10 iPhone hearing aid apps that preceded BioAid

By Jonah Comstock
Share

bioaidA British team at the University of Essex recently announced the launch of a free, open source app called BioAid to explore the project of turning the iPhone into a hearing aid.

The core concept is very simple, and has, in fact, been thought of and implemented by various companies at least since 2009: Smartphones have built in microphones and they can play audio through headphones. By creating an app that simply takes the audio feed from the microphone, amplifies it, and plays it in the headphones, you can create a rudimentary hearing aid.

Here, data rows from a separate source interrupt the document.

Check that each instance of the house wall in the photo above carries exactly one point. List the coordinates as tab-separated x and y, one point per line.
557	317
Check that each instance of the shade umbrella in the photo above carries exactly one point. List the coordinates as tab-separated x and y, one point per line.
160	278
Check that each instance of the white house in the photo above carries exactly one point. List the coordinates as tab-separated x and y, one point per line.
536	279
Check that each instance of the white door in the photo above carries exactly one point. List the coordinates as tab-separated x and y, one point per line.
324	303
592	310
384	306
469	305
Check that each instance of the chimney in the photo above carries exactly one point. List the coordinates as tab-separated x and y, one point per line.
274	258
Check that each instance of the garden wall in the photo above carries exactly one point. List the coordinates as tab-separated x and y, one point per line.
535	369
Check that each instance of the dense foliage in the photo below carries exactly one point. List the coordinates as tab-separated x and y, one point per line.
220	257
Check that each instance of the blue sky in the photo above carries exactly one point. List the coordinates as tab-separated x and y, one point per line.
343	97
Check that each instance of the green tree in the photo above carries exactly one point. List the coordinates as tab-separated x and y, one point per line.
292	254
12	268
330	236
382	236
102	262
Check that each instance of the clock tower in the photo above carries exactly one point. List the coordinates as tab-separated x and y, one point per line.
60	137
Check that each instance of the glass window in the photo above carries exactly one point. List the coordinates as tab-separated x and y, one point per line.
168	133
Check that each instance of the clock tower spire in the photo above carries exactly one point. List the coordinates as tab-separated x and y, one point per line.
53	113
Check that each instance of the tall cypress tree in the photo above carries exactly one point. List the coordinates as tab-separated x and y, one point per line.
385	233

From there you can add additional features that bring the app closer to what a real hearing aid does -- algorithms that filter out certain noises or selectively amplify certain frequencies, for instance, or recording features that let you play back something you might have missed. Of course, how well a hearing aid app works depends not just on the app itself, but also on hardware: When the New York Times wrote about apps as a hearing aid substitute last May , they profiled a man who used a $5 iPhone app -- but with a $100 external microphone and a $150 pair of headphones.

BioAid is novel in that its developers are offering it for free in order to solicit feedback from users to continue to develop the algorithm that mimics the normal noise filtering of the human brain. Also, the app both amplifies quiet sounds and de-amplifies loud ones. The team hopes to change the way hearing care is delivered. The app also allows the user to save different amplification profiles, something other apps on the market don't offer -- for instance, one for watching television at home and another for meeting friends at a crowded bar.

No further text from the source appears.